National Spotlight on Short-Comings of H-2A Visa Program
The H-2A visa program allows U.S. employers to hire workers from specified foreign countries to perform temporary agricultural labor in the United States. At first blush, the program appears simple enough. In reality, the program is complex, frustrating and expensive for employers to utilize. Today, the New York Times sheds light on these frustrating circumstances in an article which highlights the pinch felt by the so-called H-2A farmers.
Clients routinely tell me that they believe the H-2A program's onerous requirements drive employers away from the program and toward more high-risk labor sources. As the above-referenced article highlights, this reaction is a simple matter of cost and market economics.

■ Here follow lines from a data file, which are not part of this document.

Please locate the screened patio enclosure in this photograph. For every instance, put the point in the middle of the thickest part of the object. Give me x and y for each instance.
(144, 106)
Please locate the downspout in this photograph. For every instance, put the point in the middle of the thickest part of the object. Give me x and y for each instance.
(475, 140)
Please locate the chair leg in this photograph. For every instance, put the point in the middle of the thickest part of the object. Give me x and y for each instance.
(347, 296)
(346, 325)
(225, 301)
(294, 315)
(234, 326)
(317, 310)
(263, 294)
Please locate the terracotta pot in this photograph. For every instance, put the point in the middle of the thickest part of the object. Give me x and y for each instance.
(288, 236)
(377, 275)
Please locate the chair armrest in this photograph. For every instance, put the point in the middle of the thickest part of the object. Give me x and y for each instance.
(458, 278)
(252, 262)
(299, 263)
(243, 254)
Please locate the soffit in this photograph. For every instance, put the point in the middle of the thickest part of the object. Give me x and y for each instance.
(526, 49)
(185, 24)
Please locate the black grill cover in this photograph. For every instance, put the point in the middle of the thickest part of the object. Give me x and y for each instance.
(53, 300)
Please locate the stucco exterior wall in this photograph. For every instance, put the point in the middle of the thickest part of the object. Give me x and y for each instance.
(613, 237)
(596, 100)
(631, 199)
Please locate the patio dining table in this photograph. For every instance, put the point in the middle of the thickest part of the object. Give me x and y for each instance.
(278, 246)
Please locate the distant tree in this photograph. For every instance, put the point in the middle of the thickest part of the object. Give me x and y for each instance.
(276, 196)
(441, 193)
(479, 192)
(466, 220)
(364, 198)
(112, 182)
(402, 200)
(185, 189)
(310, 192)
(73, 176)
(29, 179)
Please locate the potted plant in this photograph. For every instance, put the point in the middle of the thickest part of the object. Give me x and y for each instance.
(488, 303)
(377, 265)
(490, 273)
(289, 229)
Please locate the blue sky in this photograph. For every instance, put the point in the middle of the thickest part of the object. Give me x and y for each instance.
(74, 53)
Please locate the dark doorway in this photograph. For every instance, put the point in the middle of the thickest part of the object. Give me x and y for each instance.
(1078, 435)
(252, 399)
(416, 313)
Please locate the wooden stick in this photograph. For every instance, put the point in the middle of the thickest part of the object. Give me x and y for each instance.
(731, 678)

For starters, in Iowa an H-2A employer must pay his workers at least $11.03 per hour. This, however, is only the tip of the employer's cost iceberg. In order to be approved to bring these workers into the country, the employer also needs to pay for and obtain worker's compensation insurance which covers the farm laborers. In addition, the program requires the employer provide all workers with three meals per day or the meals' financial equivalent. In addition, the program requires that the employer provide workers with room and board, which must be inspected and approved well in advance of the agricultural season. The employer must pay for the employees' travel from their home country to the U.S., and back again once the work is complete, while also paying for transportation to and from the worksites on a daily basis. Finally, the H-2A employer typically pays an attorney to navigate the maize of legal requirements necessary to bring the workers into the country in time for the agricultural season. When the cost-tallying is done, most farm-based employers understandably conclude they cannot afford to participate in the H-2A program.
The NYT's article highlights farmers who attempted to utilize fewer H-2A employees this year, largely due to the program's costs, and who also tried to replace the foreign workers with U.S. workers. One such farmer witnessed twenty five of his local hires leave the worksite after the first six hours of work. Even with historically high numbers of unemployment in the U.S., farm-based employers are still struggling mightily to locate affordable and reliable laborers, and in most cases, the H-2A program is not an affordable fix.